La politique du prélat-pédagogue se fonde sur la monarchie absolue, mais elle marque aussi les devoirs du roi avec une rigueur indéniable : « Qui a mieux établi que Jésus-Christ l'autorité des magistrats et des puissances légitimes ? Il fait un devoir de religion de l'obéissance qui leur est due. Ils règnent sur les corps par la force et tout au plus sur les cœurs par l'inclination ; il leur érige un trône dans les consciences et il met sous sa protection leur autorité et leur personne sacrée. Réciproquement il leur enseigne que le glaive leur est donné contre les méchants, que leurs mains doivent être pesantes seulement pour eux et que leur autorité doit être le soulagement du fardeau des autres. »
ACTUALITÉ DE BOSSUET
Au temps de Bossuet, la révolution n'était pas encore à l'ordre du jour mais il en a clairement condamné l'esprit : « Il n 'y a aucune forme de gouvernement, ni aucun établissement humain qui n'ait ses inconvénients ; de sorte qu'il faut demeurer dans l'état auquel un long temps a accoutumé le peuple. C'est pourquoi Dieu prend en sa protection tous les gouvernements légitimes en quelque forme qu'ils soient établis : qui entreprend de les renverser n'est pas seulement ennemi public mais encore ennemi de Dieu. » Les candidats à la magistrature suprême seraient bien inspirés de relire les belles pages où l'Aigle de Meaux leur apprendrait à se savoir serviteurs et à considérer avec humilité la puissance à laquelle ils aspirent : « Elle vous est appliquée (cette puissance) par le dehors. Au fond elle vous laisse faibles, elle vous laisse mortels, elle vous laisse pécheurs et vous charge devant Dieu d'un plus grand compte. »

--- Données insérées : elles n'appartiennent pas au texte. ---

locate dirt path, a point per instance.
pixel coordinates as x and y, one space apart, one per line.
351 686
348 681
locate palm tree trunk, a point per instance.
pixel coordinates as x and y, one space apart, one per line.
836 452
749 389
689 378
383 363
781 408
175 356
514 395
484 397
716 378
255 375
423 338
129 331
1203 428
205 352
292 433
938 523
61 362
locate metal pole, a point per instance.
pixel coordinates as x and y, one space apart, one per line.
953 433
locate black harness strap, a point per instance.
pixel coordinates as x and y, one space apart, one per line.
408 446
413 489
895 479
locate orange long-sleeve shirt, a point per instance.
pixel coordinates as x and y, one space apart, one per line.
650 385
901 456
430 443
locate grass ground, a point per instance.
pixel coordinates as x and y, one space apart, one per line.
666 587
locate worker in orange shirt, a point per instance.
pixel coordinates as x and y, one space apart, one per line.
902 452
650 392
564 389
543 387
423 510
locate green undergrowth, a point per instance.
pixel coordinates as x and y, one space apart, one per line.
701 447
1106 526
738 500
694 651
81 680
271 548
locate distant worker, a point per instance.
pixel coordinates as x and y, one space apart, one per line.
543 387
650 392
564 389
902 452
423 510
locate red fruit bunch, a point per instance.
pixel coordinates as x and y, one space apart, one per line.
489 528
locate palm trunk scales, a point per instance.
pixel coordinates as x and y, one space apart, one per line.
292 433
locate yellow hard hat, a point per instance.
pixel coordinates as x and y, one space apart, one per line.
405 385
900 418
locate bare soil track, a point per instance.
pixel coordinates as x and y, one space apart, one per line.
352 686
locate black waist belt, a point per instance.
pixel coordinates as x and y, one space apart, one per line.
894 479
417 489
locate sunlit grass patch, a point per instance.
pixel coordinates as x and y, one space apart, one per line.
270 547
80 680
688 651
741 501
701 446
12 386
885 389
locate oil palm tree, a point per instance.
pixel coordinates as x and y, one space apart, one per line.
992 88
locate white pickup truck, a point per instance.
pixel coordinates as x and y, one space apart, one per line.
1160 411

Charles Maurras admirait chez Bossuet la « gravité sereine », la « clarté divine de la raison », la « véhémence de la conviction » et la « splendeur lyrique de l'éloquence » et il ajoutait : « L'esprit de la France ne se concevrait plus si le souvenir de l'œuvre de Bossuet venait à pâlir. » Notre devoir de contre-révolutionaire envers l'auguste prélat est donc tout tracé...
Michel FROMENTOUX.Rivarol du 20 avril 2012
(1) Lire Maximes et réflexions de Bossuet sur la politique. Éditions du Fuseau, 1964.
(2) Lire aussi l'ouvrage de Jean Meyer Bossuet, Ed. Pion, 1993.
(3) Et aussi celui d'Aimé Richardt Bossuet, Éd. In fine, 1992.